Di Sidoarjo, BPHTB merupakan kontributor terbesar pajak daerah. Disusul pajak penerangan jalan (PPJ) dan PBB yang tahun lalu menyumbang Rp 332 miliar dan Rp 289 miliar. Jika dipersentase, BPHTB menyumbang sekitar 34,13 persen dan PPJ 30,5 persen. Sementara itu, PBB berkontribusi 24,77 persen. PBB sebenarnya bisa memberikan kontribusi lebih, tetapi selama ini pencapaian perolehannya hanya sekitar 60 persen dari potensi.
Tiga jenis pajak daerah tersebut memberikan kontribusi hingga 89,44 persen terhadap total penerimaan pajak daerah. Artinya, pencapaian target pajak daerah sangat ditentukan ketiga jenis pajak daerah itu. Jika pendapatan dari salah satu atau keseluruhan tiga jenis pajak tersebut meleset dari target, secara keseluruhan berpotensi tidak bisa mencapai target.
Sebagai kabupaten penyangga Surabaya, pajak restoran dan hotel Sidoarjo juga berkontribusi cukup tinggi. Tahun lalu pajak restoran menyumbang Rp 89 miliar dan hotel Rp 20 miliar. Dua pajak itu akan meningkat seiring dengan pulihnya ekonomi.
Tax Ratio Masih Rendah
Meski pajak daerah Sidoarjo sudah cukup tinggi, potensi untuk ditingkatkan masih sangat besar. Sebab, capaian itu –menurut perhitungan Kementerian Keuangan– belum ideal. Menurut Kemenkeu, tax ratio daerah yang ideal adalah 3 persen dari PDRB. Sementara dengan perolehan pajak daerah Rp 1,215 triliun –ditambah retribusi Rp 55 miliar–capaian tax ratio Sidoarjo baru 0,6 persen.
Hitungan itu dengan membagi perolehan pajak daerah dengan PDRB tahun 2021 yang mencapai Rp 210 triliun. Jika tax ratio ideal adalah 3 persen, seharusnya pajak daerah Sidoarjo bisa mencapai Rp 6,3 triliun.

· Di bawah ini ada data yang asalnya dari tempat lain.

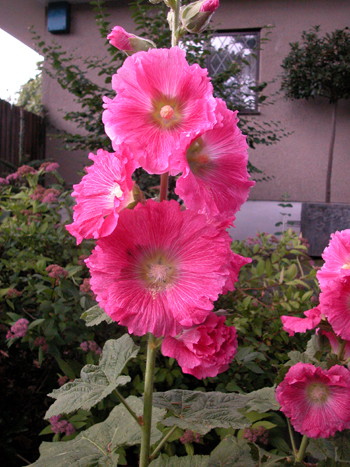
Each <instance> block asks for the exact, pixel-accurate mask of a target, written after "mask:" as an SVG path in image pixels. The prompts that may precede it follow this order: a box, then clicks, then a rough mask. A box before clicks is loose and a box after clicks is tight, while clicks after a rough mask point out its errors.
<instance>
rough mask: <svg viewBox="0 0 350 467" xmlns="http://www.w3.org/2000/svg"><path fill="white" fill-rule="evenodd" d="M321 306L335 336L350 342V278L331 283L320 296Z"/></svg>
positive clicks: (327, 286) (345, 278)
mask: <svg viewBox="0 0 350 467" xmlns="http://www.w3.org/2000/svg"><path fill="white" fill-rule="evenodd" d="M320 306H321V309H322V313H323V314H324V315H325V316H326V318H327V319H328V322H329V324H330V325H331V326H332V328H333V331H334V332H335V334H336V335H337V336H340V337H341V338H342V339H344V340H350V276H345V277H343V278H341V279H340V278H339V279H337V280H333V281H331V282H330V284H329V285H328V286H327V287H326V288H325V289H324V291H323V292H321V294H320Z"/></svg>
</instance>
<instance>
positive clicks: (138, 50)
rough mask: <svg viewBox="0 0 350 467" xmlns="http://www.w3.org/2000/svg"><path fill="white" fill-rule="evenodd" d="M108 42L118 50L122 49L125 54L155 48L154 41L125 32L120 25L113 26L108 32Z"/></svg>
mask: <svg viewBox="0 0 350 467" xmlns="http://www.w3.org/2000/svg"><path fill="white" fill-rule="evenodd" d="M107 39H108V40H109V43H110V44H111V45H113V47H116V48H117V49H119V50H123V51H124V52H125V53H126V54H127V55H131V54H133V53H135V52H141V51H146V52H147V50H148V49H153V48H156V45H155V43H154V42H152V41H149V40H147V39H144V38H143V37H138V36H135V35H134V34H130V33H129V32H126V31H125V29H124V28H122V27H121V26H115V27H114V28H113V29H112V32H111V33H110V34H108V36H107Z"/></svg>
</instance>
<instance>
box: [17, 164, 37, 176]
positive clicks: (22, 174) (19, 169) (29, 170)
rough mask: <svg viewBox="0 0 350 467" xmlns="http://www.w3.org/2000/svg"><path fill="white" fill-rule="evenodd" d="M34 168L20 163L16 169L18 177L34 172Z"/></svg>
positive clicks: (34, 172)
mask: <svg viewBox="0 0 350 467" xmlns="http://www.w3.org/2000/svg"><path fill="white" fill-rule="evenodd" d="M35 173H36V170H35V169H34V167H31V166H30V165H22V166H21V167H19V168H18V169H17V174H18V176H19V177H23V176H24V175H28V174H35Z"/></svg>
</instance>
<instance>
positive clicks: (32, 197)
mask: <svg viewBox="0 0 350 467" xmlns="http://www.w3.org/2000/svg"><path fill="white" fill-rule="evenodd" d="M45 191H46V190H45V188H44V187H43V186H41V185H38V186H37V187H36V188H35V190H34V191H33V193H32V194H31V195H30V199H33V200H40V201H41V200H42V199H43V196H44V193H45Z"/></svg>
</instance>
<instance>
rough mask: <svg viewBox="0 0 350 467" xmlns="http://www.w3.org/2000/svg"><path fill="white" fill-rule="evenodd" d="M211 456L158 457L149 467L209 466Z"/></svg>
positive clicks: (191, 466) (154, 460)
mask: <svg viewBox="0 0 350 467" xmlns="http://www.w3.org/2000/svg"><path fill="white" fill-rule="evenodd" d="M208 462H209V456H186V457H177V456H174V457H170V458H169V459H163V458H162V457H158V459H156V460H154V461H153V462H151V463H150V464H149V467H208Z"/></svg>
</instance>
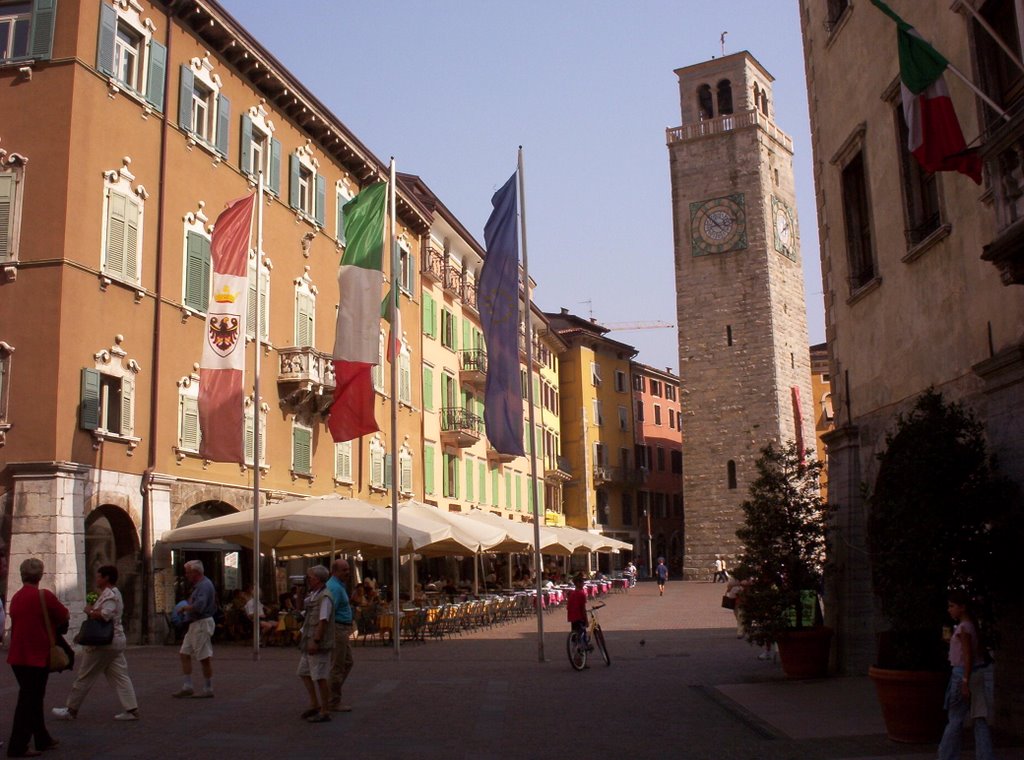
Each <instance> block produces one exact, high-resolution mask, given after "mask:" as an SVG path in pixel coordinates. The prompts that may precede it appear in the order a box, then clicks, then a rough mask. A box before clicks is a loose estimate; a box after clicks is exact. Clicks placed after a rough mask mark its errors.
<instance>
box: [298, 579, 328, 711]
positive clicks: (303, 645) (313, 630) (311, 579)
mask: <svg viewBox="0 0 1024 760" xmlns="http://www.w3.org/2000/svg"><path fill="white" fill-rule="evenodd" d="M330 576H331V574H330V573H329V572H328V569H327V567H325V566H324V565H322V564H316V565H313V566H312V567H310V568H309V569H308V571H306V587H307V588H308V589H309V593H308V594H307V595H306V598H305V599H303V602H302V605H303V608H304V609H305V610H306V616H305V618H304V619H303V621H302V637H301V638H300V639H299V651H300V652H301V655H300V657H299V669H298V671H297V673H296V675H298V676H299V678H301V679H302V683H303V684H304V685H305V687H306V691H307V692H308V693H309V708H308V709H307V710H306V711H305V712H303V713H302V715H301V717H302V718H304V719H305V720H308V721H309V722H310V723H326V722H328V721H330V720H331V684H330V677H331V650H332V649H333V648H334V600H333V599H332V597H331V594H330V592H329V591H328V588H327V581H328V578H329V577H330Z"/></svg>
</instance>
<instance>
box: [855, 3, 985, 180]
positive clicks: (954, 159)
mask: <svg viewBox="0 0 1024 760" xmlns="http://www.w3.org/2000/svg"><path fill="white" fill-rule="evenodd" d="M871 3H873V4H874V6H876V7H878V8H879V10H881V11H882V12H883V13H885V14H886V15H888V16H889V17H890V18H892V19H893V20H894V22H895V23H896V39H897V43H898V49H899V74H900V90H901V94H902V98H903V118H904V120H905V121H906V127H907V133H908V134H907V150H908V151H909V152H910V153H911V154H912V155H913V157H914V158H915V159H916V160H918V163H919V164H921V166H922V167H923V168H924V169H925V171H929V172H936V171H958V172H959V173H961V174H966V175H967V176H969V177H971V179H973V180H974V181H975V182H977V183H978V184H981V165H982V162H981V157H980V156H978V155H977V153H975V152H973V151H969V150H968V147H967V142H966V141H965V139H964V132H963V130H962V129H961V126H959V121H957V119H956V112H955V111H954V110H953V103H952V99H951V98H950V97H949V89H948V88H947V87H946V82H945V78H944V77H943V73H944V72H945V71H946V69H948V68H949V61H948V60H947V59H946V58H945V56H943V55H942V53H940V52H939V51H938V50H936V49H935V48H934V47H932V46H931V45H930V44H928V43H927V42H926V41H925V40H924V39H922V37H921V35H920V34H918V32H916V30H914V29H913V27H911V26H910V25H909V24H907V23H906V22H905V20H903V19H902V18H901V17H900V16H899V15H897V13H896V12H895V11H894V10H893V9H892V8H890V7H889V6H888V5H886V4H885V3H884V2H882V0H871Z"/></svg>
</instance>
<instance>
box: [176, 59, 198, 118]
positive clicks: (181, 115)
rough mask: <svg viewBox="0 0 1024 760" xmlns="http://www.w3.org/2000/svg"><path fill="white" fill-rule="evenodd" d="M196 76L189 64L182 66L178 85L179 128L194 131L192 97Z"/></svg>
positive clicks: (178, 109) (195, 81)
mask: <svg viewBox="0 0 1024 760" xmlns="http://www.w3.org/2000/svg"><path fill="white" fill-rule="evenodd" d="M195 82H196V77H195V75H194V74H193V71H191V69H190V68H189V67H187V66H182V67H181V84H180V86H179V87H178V128H179V129H183V130H184V131H186V132H191V131H194V127H193V123H191V97H193V88H194V87H195Z"/></svg>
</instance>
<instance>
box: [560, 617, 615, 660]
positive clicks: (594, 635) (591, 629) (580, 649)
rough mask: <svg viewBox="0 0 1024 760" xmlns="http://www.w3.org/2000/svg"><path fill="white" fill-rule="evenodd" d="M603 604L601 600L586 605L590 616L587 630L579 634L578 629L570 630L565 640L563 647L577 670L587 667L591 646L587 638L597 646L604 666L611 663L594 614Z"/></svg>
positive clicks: (598, 650) (603, 634)
mask: <svg viewBox="0 0 1024 760" xmlns="http://www.w3.org/2000/svg"><path fill="white" fill-rule="evenodd" d="M603 606H604V602H603V601H602V602H598V603H597V604H595V605H594V606H592V607H587V613H588V617H589V618H590V622H589V624H588V627H587V632H586V633H584V634H582V635H581V633H580V631H570V632H569V637H568V638H567V639H566V641H565V649H566V651H567V652H568V656H569V663H570V664H571V665H572V667H573V668H575V669H577V670H583V669H584V668H586V667H587V652H588V651H590V650H591V649H592V648H593V647H592V646H590V645H589V644H588V640H589V641H592V642H593V643H594V645H595V646H597V650H598V651H599V652H601V657H602V658H604V664H605V665H606V666H610V665H611V656H610V655H608V645H607V644H606V643H605V641H604V632H603V631H602V630H601V624H600V623H598V622H597V615H596V614H595V613H596V611H597V610H598V609H600V608H601V607H603Z"/></svg>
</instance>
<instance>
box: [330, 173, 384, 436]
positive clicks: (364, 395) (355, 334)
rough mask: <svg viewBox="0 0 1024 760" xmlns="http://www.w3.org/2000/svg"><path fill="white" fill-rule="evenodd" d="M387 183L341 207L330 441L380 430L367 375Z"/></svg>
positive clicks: (371, 368)
mask: <svg viewBox="0 0 1024 760" xmlns="http://www.w3.org/2000/svg"><path fill="white" fill-rule="evenodd" d="M386 207H387V182H377V183H375V184H372V185H370V186H369V187H367V188H366V189H364V191H362V192H361V193H359V195H357V196H356V197H355V198H353V199H352V200H351V201H349V202H348V203H346V204H345V208H344V210H343V214H342V216H343V218H344V220H345V240H346V245H345V253H344V254H343V255H342V257H341V265H340V266H339V268H338V291H339V300H338V324H337V328H336V332H335V342H334V375H335V386H334V403H333V404H332V405H331V416H330V418H329V419H328V429H330V430H331V437H332V438H333V439H334V440H335V442H339V444H340V442H342V441H345V440H351V439H352V438H357V437H359V436H360V435H367V434H368V433H372V432H375V431H377V430H379V429H380V428H379V427H378V426H377V419H376V417H375V416H374V385H373V379H372V376H371V372H372V370H373V367H374V365H376V364H377V363H378V362H379V361H380V312H381V309H380V303H381V302H380V297H381V278H382V276H383V257H384V218H385V210H386Z"/></svg>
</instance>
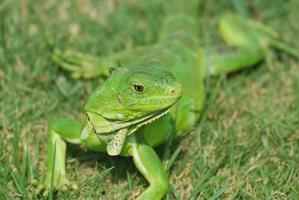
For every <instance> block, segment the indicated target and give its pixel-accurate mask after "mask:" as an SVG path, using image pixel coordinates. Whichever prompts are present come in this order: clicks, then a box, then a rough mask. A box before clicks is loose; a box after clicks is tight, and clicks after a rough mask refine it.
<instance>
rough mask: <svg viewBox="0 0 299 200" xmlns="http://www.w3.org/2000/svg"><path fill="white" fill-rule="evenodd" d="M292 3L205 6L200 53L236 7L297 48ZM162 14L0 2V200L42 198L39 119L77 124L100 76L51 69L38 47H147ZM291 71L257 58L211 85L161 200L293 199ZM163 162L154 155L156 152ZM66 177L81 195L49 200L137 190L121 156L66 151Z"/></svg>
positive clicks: (297, 42)
mask: <svg viewBox="0 0 299 200" xmlns="http://www.w3.org/2000/svg"><path fill="white" fill-rule="evenodd" d="M298 6H299V5H298V2H297V1H296V0H290V1H283V0H273V1H261V0H255V1H246V2H245V1H244V2H243V1H236V0H231V1H225V0H221V1H216V0H213V1H206V3H205V4H204V9H202V10H201V17H200V24H201V26H202V32H201V38H202V43H203V45H213V44H218V43H219V42H220V39H219V37H218V35H217V34H218V33H217V31H216V30H217V29H216V22H217V20H218V19H219V17H220V16H221V13H222V12H225V11H227V10H235V11H237V12H239V13H242V14H244V15H250V16H253V17H255V18H257V19H260V20H262V21H263V22H264V23H266V24H269V25H271V26H272V27H274V28H275V29H276V30H278V31H279V32H280V33H281V34H282V35H283V36H284V38H285V39H286V40H288V41H290V42H291V43H292V44H293V45H294V46H295V47H297V48H299V42H298V39H297V38H298V36H297V33H298V31H299V25H298V23H297V19H298V17H299V14H298ZM163 16H164V9H163V8H162V7H161V3H159V1H158V0H155V1H146V0H143V1H137V0H130V1H116V0H106V1H91V0H88V1H87V0H86V1H83V0H75V1H69V0H66V1H58V0H51V1H37V0H20V1H16V0H14V1H9V0H4V1H1V2H0V199H40V198H42V197H41V196H40V195H37V194H35V184H36V182H37V181H39V180H40V179H41V178H42V176H43V169H44V168H45V155H46V138H47V119H48V118H50V117H51V116H63V117H70V118H79V119H82V118H83V117H84V116H83V115H82V114H81V113H82V108H83V106H84V103H85V101H86V99H87V97H88V95H89V94H90V93H91V91H92V89H93V88H95V86H96V85H98V84H99V83H100V82H101V81H102V80H97V79H95V80H73V79H71V78H70V77H69V76H68V75H67V73H65V72H64V71H62V70H61V69H58V68H57V67H55V66H54V65H53V63H51V59H50V53H51V51H50V49H49V46H48V43H51V44H53V45H55V46H57V47H59V48H72V49H76V50H80V51H83V52H87V53H92V54H96V55H103V54H108V53H112V52H116V51H120V50H122V49H125V48H126V49H128V48H133V47H134V46H140V45H143V44H148V43H151V42H154V41H155V40H156V38H157V34H158V30H159V23H160V22H161V19H162V18H163ZM298 74H299V65H298V61H296V60H294V59H293V58H291V57H289V56H286V55H284V54H281V53H279V52H274V51H271V52H270V53H269V59H268V61H267V62H263V63H260V64H259V65H258V66H255V67H254V68H251V69H249V70H245V71H242V72H240V73H237V74H234V75H231V76H229V77H224V78H222V79H220V80H212V81H211V83H210V84H209V90H208V91H209V99H208V102H207V108H208V109H207V111H206V112H205V113H204V116H205V118H204V120H202V121H201V122H200V123H199V127H198V129H197V130H195V131H194V132H193V133H192V134H190V135H188V136H187V137H185V138H184V139H183V140H182V141H176V144H175V145H174V147H173V148H172V149H171V150H170V152H175V150H176V149H177V148H178V147H180V148H181V149H182V151H181V152H180V154H179V155H178V157H177V159H176V160H175V162H174V164H173V166H172V167H171V169H170V173H169V176H170V181H171V189H170V190H169V192H168V194H167V196H166V199H188V198H190V199H211V200H212V199H217V198H220V199H297V198H298V196H299V194H298V193H299V182H298V180H299V171H298V164H299V131H298V130H299V122H298V113H299V93H298V91H299V78H298ZM159 152H160V153H161V155H162V154H163V148H161V149H159ZM67 163H68V164H67V171H68V175H69V178H70V179H71V180H73V181H75V182H76V183H77V184H78V185H79V187H80V189H79V190H77V191H68V192H59V193H58V194H55V197H56V198H57V199H94V198H101V199H102V198H103V199H126V198H131V199H132V198H134V197H136V196H138V195H139V194H140V193H141V191H142V190H144V188H145V187H146V186H147V183H146V181H145V180H144V179H143V178H142V177H141V176H140V174H139V173H138V172H137V171H136V170H135V169H134V166H133V164H132V161H131V160H130V159H127V158H110V157H108V156H106V155H104V154H97V153H92V152H85V151H84V150H80V149H78V148H76V147H73V146H71V147H70V148H69V150H68V159H67Z"/></svg>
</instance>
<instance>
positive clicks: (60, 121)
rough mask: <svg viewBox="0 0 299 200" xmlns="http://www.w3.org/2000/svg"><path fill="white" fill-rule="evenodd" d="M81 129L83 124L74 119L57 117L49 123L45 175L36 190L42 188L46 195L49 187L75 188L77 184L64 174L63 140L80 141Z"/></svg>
mask: <svg viewBox="0 0 299 200" xmlns="http://www.w3.org/2000/svg"><path fill="white" fill-rule="evenodd" d="M82 129H83V125H82V124H80V123H79V122H76V121H74V120H68V119H59V120H54V121H52V123H50V130H49V134H48V145H47V171H46V177H45V180H44V182H43V184H41V185H40V186H39V187H38V192H40V191H42V190H43V191H44V195H47V194H48V192H49V190H50V189H51V188H52V189H60V190H66V189H68V188H71V189H76V188H77V186H76V185H75V184H72V183H71V182H70V181H69V180H68V178H67V176H66V170H65V157H66V155H65V154H66V142H65V140H67V141H69V142H72V143H75V144H78V143H80V134H81V131H82Z"/></svg>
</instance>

Jauh di atas APBD tahun 2023 yang Rp 5,21 triliun.
Perolehan pajak daerah Sidoarjo yang cukup tinggi –tertinggi untuk level kabupaten di Indonesia– itu juga masih jauh di bawah tax ratio daerah yang tercatat di Kemenkeu, yaitu 1,2 persen PDRB. Anggaplah di angka itu, potensi pajak daerah Sidoarjo bisa mencapai dua kali lipat dari perolehan 2022. Bisa mencapai Rp 2,4 triliun.